We used a p-RTK array system to identify the key RTKs associated with the antitumor effect of Gal-9. Using an antibody array enabled the expression of 49 activated RTKs to be screened in TFK-1 cells in the presence and absence of Gal-9 (Fig. 6A). Gal-9 reduced the levels of expression of phosphorylated epidermal growth factor receptor (p-EGFR) and phosphorylated insulin-like growth factor-1 receptor (p-IGF-1R), as well as reduced the expression of hepatocyte growth factor receptor (HGFR) and fibroblast growth factor receptor 3 (FGFR3; Fig. 6B). Densitometry analysis showed that the ratio of p-EGFR, p-HGFR, p-IGF-1R and p-FGF R3 spots of Gal-9-treated to untreated cells was 40.1, 38.0, 16.1 and 18.3%, respectively (Fig. 6C).
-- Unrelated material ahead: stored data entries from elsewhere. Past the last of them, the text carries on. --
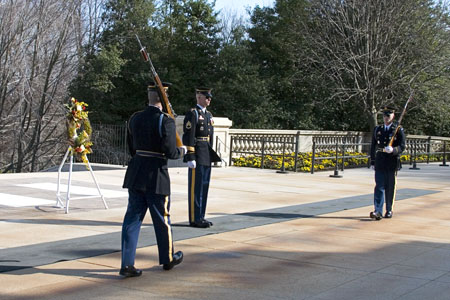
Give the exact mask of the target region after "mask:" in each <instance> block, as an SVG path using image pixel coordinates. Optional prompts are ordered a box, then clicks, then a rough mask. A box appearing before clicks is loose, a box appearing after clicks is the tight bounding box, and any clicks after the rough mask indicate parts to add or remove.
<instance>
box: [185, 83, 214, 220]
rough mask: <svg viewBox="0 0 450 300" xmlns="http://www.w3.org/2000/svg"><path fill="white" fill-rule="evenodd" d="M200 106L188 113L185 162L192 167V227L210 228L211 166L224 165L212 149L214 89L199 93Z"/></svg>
mask: <svg viewBox="0 0 450 300" xmlns="http://www.w3.org/2000/svg"><path fill="white" fill-rule="evenodd" d="M195 96H196V98H197V105H196V106H195V107H194V108H192V109H191V110H190V111H188V112H187V113H186V115H185V118H184V122H183V132H184V134H183V144H184V145H185V146H186V147H187V154H186V155H185V156H184V161H185V162H187V164H188V167H189V171H188V172H189V175H188V202H189V203H188V206H189V225H190V226H192V227H198V228H208V227H210V226H212V225H213V223H212V222H210V221H208V220H205V211H206V202H207V199H208V189H209V181H210V178H211V163H212V162H216V161H220V157H219V156H218V155H217V153H216V152H215V151H214V150H213V149H212V143H213V137H214V127H213V124H214V123H213V118H212V115H211V113H210V112H209V111H207V110H206V108H207V107H208V106H209V105H210V104H211V98H212V94H211V88H197V89H196V95H195Z"/></svg>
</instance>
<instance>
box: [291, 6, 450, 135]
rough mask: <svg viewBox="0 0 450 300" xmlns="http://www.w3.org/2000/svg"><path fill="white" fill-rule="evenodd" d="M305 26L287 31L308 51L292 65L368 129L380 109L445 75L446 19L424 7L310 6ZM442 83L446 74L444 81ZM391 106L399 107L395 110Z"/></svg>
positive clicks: (373, 126)
mask: <svg viewBox="0 0 450 300" xmlns="http://www.w3.org/2000/svg"><path fill="white" fill-rule="evenodd" d="M309 2H310V6H309V16H310V18H309V19H303V20H299V22H297V23H296V24H294V26H292V27H291V28H290V30H291V31H292V34H293V35H295V36H298V37H299V39H302V40H303V39H304V40H305V41H306V43H307V45H308V46H309V47H308V51H304V49H301V51H299V52H298V53H297V58H296V59H297V64H298V65H299V66H302V67H303V68H309V69H310V70H312V71H317V70H319V71H320V72H321V76H322V78H323V79H324V80H325V81H326V82H327V83H328V84H329V86H332V87H334V88H333V93H332V96H331V99H333V100H338V101H343V102H345V101H352V103H353V104H354V105H355V106H356V107H358V109H360V111H361V112H362V113H364V114H365V115H366V117H367V120H368V123H369V125H370V128H373V127H374V126H375V125H376V123H377V112H378V111H379V110H380V109H381V108H382V107H383V106H385V105H392V104H393V103H397V106H400V107H401V104H400V105H399V103H398V102H402V103H404V102H405V101H406V99H407V98H408V96H409V92H410V90H411V89H417V88H419V89H420V87H421V86H422V85H423V84H424V83H426V82H427V81H430V80H433V79H435V78H438V77H441V76H445V72H448V68H449V61H450V58H449V45H450V38H449V31H448V28H449V27H448V26H449V24H448V12H446V11H445V9H444V8H445V4H444V5H443V6H438V5H436V4H435V3H434V1H431V0H365V1H363V0H346V1H338V0H311V1H309ZM447 76H448V75H447ZM400 107H399V108H400Z"/></svg>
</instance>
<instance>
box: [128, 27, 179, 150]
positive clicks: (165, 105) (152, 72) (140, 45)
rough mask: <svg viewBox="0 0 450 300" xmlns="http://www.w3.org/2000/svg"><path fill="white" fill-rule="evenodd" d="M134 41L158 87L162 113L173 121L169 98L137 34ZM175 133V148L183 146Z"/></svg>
mask: <svg viewBox="0 0 450 300" xmlns="http://www.w3.org/2000/svg"><path fill="white" fill-rule="evenodd" d="M136 39H137V40H138V43H139V47H141V48H140V50H139V52H140V53H141V55H142V58H143V59H144V61H146V62H148V63H149V65H150V70H151V72H152V77H153V81H155V83H156V86H157V87H158V89H157V90H158V94H159V98H160V99H161V104H162V107H163V111H164V112H166V113H167V114H169V116H171V117H172V118H173V119H175V113H174V111H173V109H172V105H171V104H170V102H169V98H168V97H167V94H166V91H165V90H164V86H163V84H162V82H161V79H160V78H159V75H158V73H156V70H155V67H154V66H153V63H152V61H151V59H150V56H149V55H148V53H147V51H146V50H145V47H144V46H142V44H141V40H140V39H139V37H138V35H137V34H136ZM175 133H176V140H177V147H181V146H183V143H182V141H181V138H180V136H179V135H178V132H177V131H175Z"/></svg>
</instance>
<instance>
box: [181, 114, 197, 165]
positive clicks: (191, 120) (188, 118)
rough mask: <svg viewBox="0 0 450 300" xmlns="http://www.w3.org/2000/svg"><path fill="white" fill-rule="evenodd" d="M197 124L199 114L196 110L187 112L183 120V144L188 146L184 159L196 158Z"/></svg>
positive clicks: (193, 158) (194, 158)
mask: <svg viewBox="0 0 450 300" xmlns="http://www.w3.org/2000/svg"><path fill="white" fill-rule="evenodd" d="M196 126H197V116H196V114H195V110H190V111H188V112H187V113H186V115H185V117H184V122H183V145H185V146H186V148H187V153H186V155H185V157H184V161H191V160H195V128H196Z"/></svg>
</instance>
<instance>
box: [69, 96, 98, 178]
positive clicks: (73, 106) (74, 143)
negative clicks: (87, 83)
mask: <svg viewBox="0 0 450 300" xmlns="http://www.w3.org/2000/svg"><path fill="white" fill-rule="evenodd" d="M87 106H88V105H87V103H85V102H81V101H78V100H76V99H75V98H73V97H72V98H71V99H70V103H69V104H65V107H66V109H67V114H66V118H67V138H68V140H69V145H70V151H71V154H72V155H74V156H75V158H77V159H78V160H81V161H82V162H84V163H85V165H86V168H88V169H89V166H88V159H87V155H88V154H90V153H92V148H91V147H92V142H91V134H92V127H91V123H90V122H89V117H88V111H87V109H86V108H87Z"/></svg>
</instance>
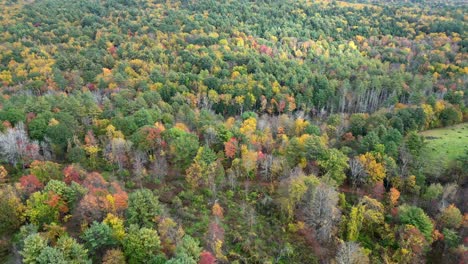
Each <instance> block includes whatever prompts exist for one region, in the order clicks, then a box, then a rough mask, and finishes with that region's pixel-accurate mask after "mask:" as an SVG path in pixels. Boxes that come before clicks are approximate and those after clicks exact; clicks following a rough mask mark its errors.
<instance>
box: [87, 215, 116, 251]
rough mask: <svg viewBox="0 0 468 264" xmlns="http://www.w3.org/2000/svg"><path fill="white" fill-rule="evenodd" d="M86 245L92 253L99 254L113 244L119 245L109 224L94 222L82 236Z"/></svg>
mask: <svg viewBox="0 0 468 264" xmlns="http://www.w3.org/2000/svg"><path fill="white" fill-rule="evenodd" d="M81 239H83V241H84V242H85V247H86V248H87V249H88V250H89V251H90V252H91V254H92V255H98V254H100V253H102V252H104V251H105V250H106V249H109V248H111V247H113V246H116V245H118V241H117V240H116V239H115V238H114V235H113V231H112V228H111V227H109V226H108V225H107V224H104V223H98V222H94V223H93V224H92V225H91V226H90V227H89V228H88V229H86V231H85V232H84V233H83V235H82V236H81Z"/></svg>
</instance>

We used an angiogenesis array system to identify the key angiogenesis-related molecules associated with the antitumor activity of Gal-9 on TFK-1 cells (Fig. 7A). The 20 angiogenesis molecules screened showed no change by treatment with Gal-9 (Fig. 7B).

Using a custom microarray platform, we analyzed the level of 2555 miRNA probe in tumorous tissues in vivo that were treated with and without Gal-9.

In a tumor xenograft model, in the Gal-9 group, there were 22 upregulated and 27 downregulated miRNAs of the 985 miRNAs (GEO, accession no. GSE30289; Table I).

Unsupervised hierarchical clustering analysis using Pearson's correlation showed that tumorous tissues in vivo treated with Gal-9 clustered together, and separately from untreated cell lines (Fig. 8). We found that miR-198 was upregulated in tumor tissues treated with Gal-9.